Community Education

Voices Against Violence offers a number of educational programs for adults and children that can be customized to fit your school/organization’s needs.


School Programs

Customized programs addressing a host of issues including healthy relationships, self-esteem building, and conflict resolution skills.

Age appropriate programming includes

  • Body Safety (Grades K-2)
  • Bullying & Teasing, with Cyberbullying (Grades 1-5)
  • Sexual Harassment: Flirting or Hurting? (Grades 6-8)
  • Media literacy: Influences on Teens and Relationships (Grades 7-12)
  • Gender Violence / Gender Equity: Respect vs.

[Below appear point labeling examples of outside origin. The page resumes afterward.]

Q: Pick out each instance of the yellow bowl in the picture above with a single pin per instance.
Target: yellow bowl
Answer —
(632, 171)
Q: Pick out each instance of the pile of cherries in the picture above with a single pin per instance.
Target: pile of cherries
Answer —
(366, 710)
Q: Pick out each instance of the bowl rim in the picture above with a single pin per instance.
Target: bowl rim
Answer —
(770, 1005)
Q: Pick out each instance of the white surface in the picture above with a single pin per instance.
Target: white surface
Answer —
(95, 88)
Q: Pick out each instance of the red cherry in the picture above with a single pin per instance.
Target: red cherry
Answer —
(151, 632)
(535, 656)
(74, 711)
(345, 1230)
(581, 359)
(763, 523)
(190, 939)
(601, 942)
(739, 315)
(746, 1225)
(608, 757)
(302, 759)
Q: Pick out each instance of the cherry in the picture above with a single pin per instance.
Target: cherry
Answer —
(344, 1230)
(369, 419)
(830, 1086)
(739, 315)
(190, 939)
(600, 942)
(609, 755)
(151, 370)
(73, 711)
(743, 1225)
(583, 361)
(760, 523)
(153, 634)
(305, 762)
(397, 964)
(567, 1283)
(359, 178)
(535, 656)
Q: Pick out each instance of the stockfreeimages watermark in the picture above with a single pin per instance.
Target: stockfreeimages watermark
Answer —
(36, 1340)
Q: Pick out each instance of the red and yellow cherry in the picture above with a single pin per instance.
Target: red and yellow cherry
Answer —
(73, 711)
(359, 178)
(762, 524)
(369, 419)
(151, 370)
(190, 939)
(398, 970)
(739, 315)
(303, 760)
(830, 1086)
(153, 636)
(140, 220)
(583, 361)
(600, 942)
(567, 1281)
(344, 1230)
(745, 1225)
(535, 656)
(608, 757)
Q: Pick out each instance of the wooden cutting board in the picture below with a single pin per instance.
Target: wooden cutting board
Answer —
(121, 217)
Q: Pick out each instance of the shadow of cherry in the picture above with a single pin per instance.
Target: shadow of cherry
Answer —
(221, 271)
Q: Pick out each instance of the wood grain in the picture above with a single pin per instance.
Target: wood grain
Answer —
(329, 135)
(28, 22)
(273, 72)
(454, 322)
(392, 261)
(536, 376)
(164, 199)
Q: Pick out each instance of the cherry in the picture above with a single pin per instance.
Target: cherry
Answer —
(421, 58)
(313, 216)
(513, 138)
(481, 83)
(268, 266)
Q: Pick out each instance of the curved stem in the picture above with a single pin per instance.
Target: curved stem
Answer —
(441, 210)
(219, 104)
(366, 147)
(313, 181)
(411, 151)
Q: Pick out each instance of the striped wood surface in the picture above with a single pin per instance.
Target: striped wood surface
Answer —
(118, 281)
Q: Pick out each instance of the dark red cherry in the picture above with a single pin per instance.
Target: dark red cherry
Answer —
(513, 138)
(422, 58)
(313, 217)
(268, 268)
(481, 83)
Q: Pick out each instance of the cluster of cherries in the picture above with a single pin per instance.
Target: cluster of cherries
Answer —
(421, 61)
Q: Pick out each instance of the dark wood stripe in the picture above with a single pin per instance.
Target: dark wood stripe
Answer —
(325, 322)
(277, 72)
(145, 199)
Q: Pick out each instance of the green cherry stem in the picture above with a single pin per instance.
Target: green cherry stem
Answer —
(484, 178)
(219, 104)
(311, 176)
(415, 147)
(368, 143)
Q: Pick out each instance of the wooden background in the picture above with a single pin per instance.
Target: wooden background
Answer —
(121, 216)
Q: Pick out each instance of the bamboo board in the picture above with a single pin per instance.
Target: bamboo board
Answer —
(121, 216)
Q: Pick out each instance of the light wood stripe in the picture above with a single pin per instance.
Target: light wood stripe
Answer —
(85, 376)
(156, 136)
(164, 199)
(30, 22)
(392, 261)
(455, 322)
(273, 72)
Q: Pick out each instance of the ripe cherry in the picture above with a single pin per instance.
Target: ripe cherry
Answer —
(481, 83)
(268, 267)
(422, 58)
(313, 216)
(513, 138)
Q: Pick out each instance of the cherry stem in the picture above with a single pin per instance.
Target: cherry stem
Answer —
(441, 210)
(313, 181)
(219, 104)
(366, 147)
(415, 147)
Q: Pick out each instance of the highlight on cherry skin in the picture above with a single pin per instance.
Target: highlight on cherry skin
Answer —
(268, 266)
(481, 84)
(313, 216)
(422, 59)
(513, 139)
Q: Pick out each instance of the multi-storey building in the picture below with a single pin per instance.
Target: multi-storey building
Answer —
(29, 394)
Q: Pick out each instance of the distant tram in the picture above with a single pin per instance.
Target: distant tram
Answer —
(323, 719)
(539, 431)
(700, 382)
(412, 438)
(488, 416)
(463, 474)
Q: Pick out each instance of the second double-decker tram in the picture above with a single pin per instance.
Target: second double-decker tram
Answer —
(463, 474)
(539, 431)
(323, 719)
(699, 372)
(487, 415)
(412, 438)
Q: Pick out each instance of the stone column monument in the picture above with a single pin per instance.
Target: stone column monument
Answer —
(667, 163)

Harassment Among Teens (Grades 7-12)
  • Safe, Healthy and Respectful Relationships (Grades 7-12)
  • Building Strong, Healthy Relationships: Teen Dating (Grades 9-12)
  • Domestic Violence: Dynamics and beyond (College)
  • Sexual Assault 101 (College)


Information Displays

For schools and other community locations, displays can be customized to provide information on any number of issues related to domestic and sexual violence, or stalking.


Professional Workshops/Training

Available for all who are interested in learning more about the dynamics of domestic and sexual violence, and stalking, as well as the affect these issues have on our communities.


“Anonymous Questions” – Submitted by Students

8th Graders
  • “How does it make kids feel when they are used to relay messages between parents?”
  • “Is it illegal for a parent to be making you feel bad, but not all the time, and yell and/or raise their voice a lot at you?”
  • “What are some ways you can have a parent talk things out with you instead of yell all the time?”
  • “If someone wasn’t getting hurt at home, but still wasn’t having a good life where they were living, like if their mom or dad always had different people at the house every night who were child molesters, what would happen?”
  • “What could you do if you think that your parents might be in an abusive relationship?”
  • “If your parents are neglecting you, how do you get them to notice?”
  • “If you clearly tell someone that you’re uncomfortable with what they are doing, and they continue, then what?”
  • “I think my uncle may be controlling in his relationship. What could I do to kind of show him it’s bad without him thinking I’m an idiot and it not being obvious?”
  • “Should you be ashamed if you’re a victim of sexual abuse?”
Teen Girls Group
  • “My Dad gets mad at me for no reason and sometimes he hits me to the point of I’m scared of him. He left some bruises on me. Is that child abuse?”
  • “My boyfriend shows me weapons, but to only show off. But, I’m not sure if it’s ok. What should I do?”
  • “I used to cut. Is that going to cause future health problems?”
  • “How do you know if your mom is being abused?”
  • “My dad lives in a junk yard. Can my 2 brothers get taken away?”
  • “When my ex-boyfriend hit me, he didn’t hit me hard, but would that still be abusing?”
10th Graders
  • “What do I do if a friend is being abused by her boyfriend? My friend really loves her boyfriend, she doesn’t know what to do. She told me not to tell anyone.”
  • “Can you report something that you heard from a friend about her ex boyfriend pressuring her for sex when she said no?”
  • “My ex always wanted me to have sex with him when I didn’t want to but I didn’t want him to get mad so I did. He said he really loved me. I don’t know if he really did though.”
9th Graders
  • “My best friend was in a relationship with a guy who was constantly putting her down. He always had to know where she was going and when. She was more sad than happy. How can I avoid letting her get involved?”
  • “What should you do if a parent is abusive? For example: Dad drinks a lot, verbal abuse, then one time he throws a cell case at you. What should you do?”
  • “What ways can you talk to your partner about abuse and having sex if you’re ready?”
  • “Most girls now a days would check off some of the things in the yellow brochure, but many people think that this is how society and relationships just are, is this bad to think this?”
  • “If your best friend is getting beaten and you saw it, but she doesn’t want you to tell anyone, but you want to tell, should you? Or should you be a good friend and not tell? (my friend is getting hurt)”
  • “Thank you for all you did to help with my mom. I’m very happy with what you all did. Everything you did helped a lot and now my mom is being different. Now she is happier and speaks more.”